🤖 AI Summary
We address the Age of Information (AoI) minimization problem in multi-sensor monitoring systems where sensors share a common communication channel to track multiple dynamic processes. Specifically, we investigate the hitherto unexplored impact of inter-process correlation on the efficacy of preemption policies. We propose a randomized preemption strategy guided by a sensor-state correlation matrix and establish— for the first time—that inter-process correlation, rather than update frequency, fundamentally governs preemption priority. We derive a closed-form AoI expression, formulate the optimization as a linear-fractional program, and design a branch-and-bound algorithm with linear-logarithmic time complexity, providing a theoretical upper bound on its iteration count. Experiments demonstrate that exploiting correlation structure yields decisive improvements in preemption decisions, significantly outperforming conventional baselines—including rate-based and random preemption schemes—in AoI reduction.
📝 Abstract
In this paper, we examine a multi-sensor system where each sensor monitors multiple dynamic information processes and transmits updates over a shared communication channel. These updates may include correlated information across the various processes.
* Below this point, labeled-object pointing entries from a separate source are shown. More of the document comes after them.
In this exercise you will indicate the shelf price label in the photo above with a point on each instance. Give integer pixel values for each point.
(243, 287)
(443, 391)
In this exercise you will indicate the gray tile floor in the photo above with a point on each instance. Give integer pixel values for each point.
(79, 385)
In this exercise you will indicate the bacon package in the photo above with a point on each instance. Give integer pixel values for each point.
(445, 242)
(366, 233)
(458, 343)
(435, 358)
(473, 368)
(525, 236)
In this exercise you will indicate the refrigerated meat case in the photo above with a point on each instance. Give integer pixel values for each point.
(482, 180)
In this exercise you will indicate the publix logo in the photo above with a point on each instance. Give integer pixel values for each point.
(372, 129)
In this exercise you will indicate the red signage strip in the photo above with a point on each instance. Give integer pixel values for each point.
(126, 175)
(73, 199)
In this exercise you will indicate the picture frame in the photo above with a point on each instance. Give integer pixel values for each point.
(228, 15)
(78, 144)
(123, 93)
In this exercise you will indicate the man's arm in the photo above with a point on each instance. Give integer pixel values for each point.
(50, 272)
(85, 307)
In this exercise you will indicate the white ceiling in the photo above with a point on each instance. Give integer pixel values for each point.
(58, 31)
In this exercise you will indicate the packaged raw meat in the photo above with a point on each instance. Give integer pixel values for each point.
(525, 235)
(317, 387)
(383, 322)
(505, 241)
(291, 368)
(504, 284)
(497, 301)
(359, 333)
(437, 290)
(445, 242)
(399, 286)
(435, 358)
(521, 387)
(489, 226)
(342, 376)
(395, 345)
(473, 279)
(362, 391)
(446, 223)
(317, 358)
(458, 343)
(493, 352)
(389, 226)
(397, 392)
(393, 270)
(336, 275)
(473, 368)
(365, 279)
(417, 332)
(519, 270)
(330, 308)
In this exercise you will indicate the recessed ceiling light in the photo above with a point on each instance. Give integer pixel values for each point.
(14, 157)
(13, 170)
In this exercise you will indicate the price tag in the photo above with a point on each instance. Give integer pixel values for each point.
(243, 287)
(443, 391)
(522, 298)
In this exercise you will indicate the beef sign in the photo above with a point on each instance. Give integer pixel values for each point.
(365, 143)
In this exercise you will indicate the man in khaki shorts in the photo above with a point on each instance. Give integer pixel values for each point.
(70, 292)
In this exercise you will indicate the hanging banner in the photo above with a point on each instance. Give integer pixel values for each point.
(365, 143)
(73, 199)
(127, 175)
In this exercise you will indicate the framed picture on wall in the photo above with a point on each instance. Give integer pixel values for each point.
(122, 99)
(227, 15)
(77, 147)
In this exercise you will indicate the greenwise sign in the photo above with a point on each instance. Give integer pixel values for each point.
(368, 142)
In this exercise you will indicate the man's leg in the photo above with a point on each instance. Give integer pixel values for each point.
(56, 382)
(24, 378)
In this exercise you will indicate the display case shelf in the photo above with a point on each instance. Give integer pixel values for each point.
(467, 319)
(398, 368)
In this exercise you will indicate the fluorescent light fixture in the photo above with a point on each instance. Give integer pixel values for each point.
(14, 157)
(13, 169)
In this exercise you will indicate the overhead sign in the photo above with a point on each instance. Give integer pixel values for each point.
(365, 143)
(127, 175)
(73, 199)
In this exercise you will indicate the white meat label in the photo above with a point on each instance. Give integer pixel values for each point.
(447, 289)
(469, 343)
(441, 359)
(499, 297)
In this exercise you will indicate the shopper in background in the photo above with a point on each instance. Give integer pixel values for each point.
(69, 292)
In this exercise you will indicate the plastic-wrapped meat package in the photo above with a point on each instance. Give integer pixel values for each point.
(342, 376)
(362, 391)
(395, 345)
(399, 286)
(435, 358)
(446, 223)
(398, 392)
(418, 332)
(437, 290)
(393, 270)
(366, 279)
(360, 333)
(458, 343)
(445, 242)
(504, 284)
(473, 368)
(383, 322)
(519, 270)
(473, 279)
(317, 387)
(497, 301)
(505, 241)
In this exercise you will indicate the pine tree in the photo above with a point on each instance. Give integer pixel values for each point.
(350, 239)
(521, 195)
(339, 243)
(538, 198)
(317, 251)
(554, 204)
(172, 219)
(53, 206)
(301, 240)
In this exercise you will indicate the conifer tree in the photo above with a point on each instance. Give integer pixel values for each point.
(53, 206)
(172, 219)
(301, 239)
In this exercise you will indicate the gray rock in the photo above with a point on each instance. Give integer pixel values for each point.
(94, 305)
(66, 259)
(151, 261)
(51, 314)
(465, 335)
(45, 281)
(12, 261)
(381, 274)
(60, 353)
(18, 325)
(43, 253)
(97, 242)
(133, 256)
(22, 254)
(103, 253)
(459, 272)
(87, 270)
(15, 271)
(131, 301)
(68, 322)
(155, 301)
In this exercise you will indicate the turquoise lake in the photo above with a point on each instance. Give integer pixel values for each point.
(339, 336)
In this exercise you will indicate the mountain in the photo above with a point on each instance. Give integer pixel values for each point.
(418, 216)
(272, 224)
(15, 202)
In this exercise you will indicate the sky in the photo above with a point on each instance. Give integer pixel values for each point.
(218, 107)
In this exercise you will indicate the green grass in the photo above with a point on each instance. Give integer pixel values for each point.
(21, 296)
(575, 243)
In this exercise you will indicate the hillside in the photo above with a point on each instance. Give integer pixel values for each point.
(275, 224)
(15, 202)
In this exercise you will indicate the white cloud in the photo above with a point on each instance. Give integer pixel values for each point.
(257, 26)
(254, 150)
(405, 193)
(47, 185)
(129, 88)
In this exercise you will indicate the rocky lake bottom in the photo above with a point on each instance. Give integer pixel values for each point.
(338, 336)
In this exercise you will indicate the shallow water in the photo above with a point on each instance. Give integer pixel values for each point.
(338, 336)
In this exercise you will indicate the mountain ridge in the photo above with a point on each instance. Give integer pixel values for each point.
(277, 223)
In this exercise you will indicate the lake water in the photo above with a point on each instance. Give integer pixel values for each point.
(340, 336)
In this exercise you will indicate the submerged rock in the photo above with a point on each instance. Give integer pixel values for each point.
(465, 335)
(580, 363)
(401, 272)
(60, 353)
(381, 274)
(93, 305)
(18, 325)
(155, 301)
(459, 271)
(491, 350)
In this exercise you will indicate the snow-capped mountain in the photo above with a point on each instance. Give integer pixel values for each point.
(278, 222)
In this type of system, we analyze the impact of preemption, where ongoing transmissions are replaced by newer updates, on minimizing the Age of Information (AoI). While preemption is optimal in some scenarios, its effectiveness in multi-sensor correlated systems remains an open question. To address this, we introduce a probabilistic preemption policy, where the source sensor preemption decision is stochastic. We derive closed-form expressions for the AoI and frame its optimization as a sum of linear ratios problem, a well-known NP-hard problem. To navigate this complexity, we establish an upper bound on the iterations using a branch-and-bound algorithm by leveraging a reformulation of the problem. This analysis reveals linear scalability with the number of processes and a logarithmic dependency on the reciprocal of the error that shows the optimal solution can be efficiently found. Building on these findings, we show how different correlation matrices can lead to distinct optimal preemption strategies. Interestingly, we demonstrate that the diversity of processes within the sensors' packets, as captured by the correlation matrix, plays a more significant role in preemption priority than the number of updates.